The company also recorded a $47.2 million accrual in the fourth quarter for remediation work related to the previously disclosed Fair Housing Act (FHA) and Americans with Disabilities Act (ADA) lawsuit, which was settled in the second quarter of 2005. Archstone-Smith continues to seek recovery of a substantial portion of the expenses and capital expenditures related to this settlement from the architects, engineers and builders upon whom the company relied for assurances of building design and construction compliance. The company is, and has always been, fully committed to upholding the goals and objectives of the FHA and ADA. Because these costs relate to capital improvements, the accrual is capitalized and therefore had no impact on 2005 results.

Archstone-Smith (NYSE: ASN), an S&P 500 company, is a recognized leader in apartment investment and operations. With a current total market capitalization of $17.1 billion, the company's portfolio is concentrated in many of the most desirable neighborhoods in the Washington, D.C. metropolitan area, Southern California, the San Francisco Bay Area, the New York City metropolitan area, Boston, Southeast Florida, Chicago, and Seattle.  The company continually upgrades the quality of its portfolio through the selective sale of assets, using proceeds to fund investments in assets with even better growth prospects.

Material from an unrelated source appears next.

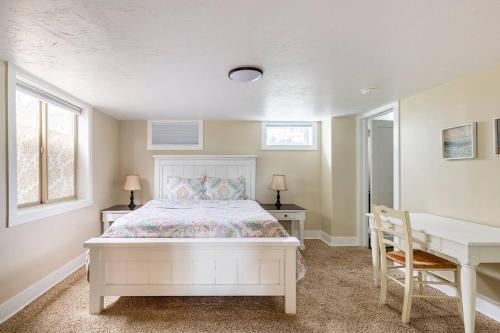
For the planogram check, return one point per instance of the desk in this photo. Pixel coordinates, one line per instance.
(469, 243)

Through its two brands, Archstone and Charles E. Smith, Archstone-Smith strives to provide great apartments and great service to its customers – backed by unconditional service guarantees. As of December 31, 2005, Archstone-Smith owned or had an ownership position in 257 communities, representing 86,930 units, including units under construction.

For full financials, click here.

Archstone-Smith's year-end 2005 full financials and archived press releases are available on its web site at www.ArchstoneSmith.com or may be obtained by calling (800) 982-9293.


In addition to historical information, this press release and quarterly supplemental information contain forward-looking statements and information under the federal securities law. These statements are based on current expectations, estimates and projections about the industry and markets in which Archstone-Smith operates, management's beliefs and assumptions made by management. While Archstone-Smith management believes the assumptions underlying its forward-looking statements and information are reasonable, such information is necessarily subject to uncertainties and may involve certain risks, many of which are difficult to predict and are beyond management's control. As such, these statements and information are not guarantees of future performance, and actual operating results may differ materially from what is expressed or forecasted in this press release and supplemental information. See "Risk Factors" in Archstone-Smith's 2004 Annual Report on Form 10-K for factors which could affect Archstone-Smith's future financial performance.